Шум дождя напомнил ему шум морских волн. Вой ветра становился, всё громче. Потом воздух стал плотным и тяжёлым. Земля затряслась от взрывов. Рёв бомб раздирал воздух. Одна, две, три… Со стороны океана гремели орудия крейсеров. Злобно выли падающие бомбы. Клод прижимался к мокрому песку, дрожащий, оглушённый, обуреваемый одной мыслью – зарыться, скрыться от вселенной, которая бушевала вокруг него.

Он открыл глаза.

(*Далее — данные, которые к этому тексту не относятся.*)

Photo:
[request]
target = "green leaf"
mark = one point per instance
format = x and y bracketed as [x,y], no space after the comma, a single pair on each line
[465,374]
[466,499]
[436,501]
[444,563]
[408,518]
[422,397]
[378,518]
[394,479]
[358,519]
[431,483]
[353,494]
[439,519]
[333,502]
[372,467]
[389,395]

Площадь была мирной и тихой. На углу светилось зелёное бистро. Дождь спокойно барабанил по оконному стеклу.

Теперь ему стало лучше. Теперь он опять мог дышать.

Моя незнакомка
Перевод Е. Андреевой под редакцией Л. Жанова

Я приехал на этот опустевший курорт, чтобы писать, но в первый же день ощутил гнетущее чувство одиночества и потерял всякое желание работать. Расхаживал по гостиничному номеру или лежал, вперив взгляд в стену, оклеенную полосатыми зелёными обоями. Порой прикрывал глаза, потому что эти полоски раздражали меня. Я всё время порывался пересчитать их, словно их число могло иметь какое-то значение. Раздражала меня и тишина. И окно тоже. Я заплатил на триста франков больше за вид на море, а видел только запотевшее мокрое стекло, по которому уныло струился дождь.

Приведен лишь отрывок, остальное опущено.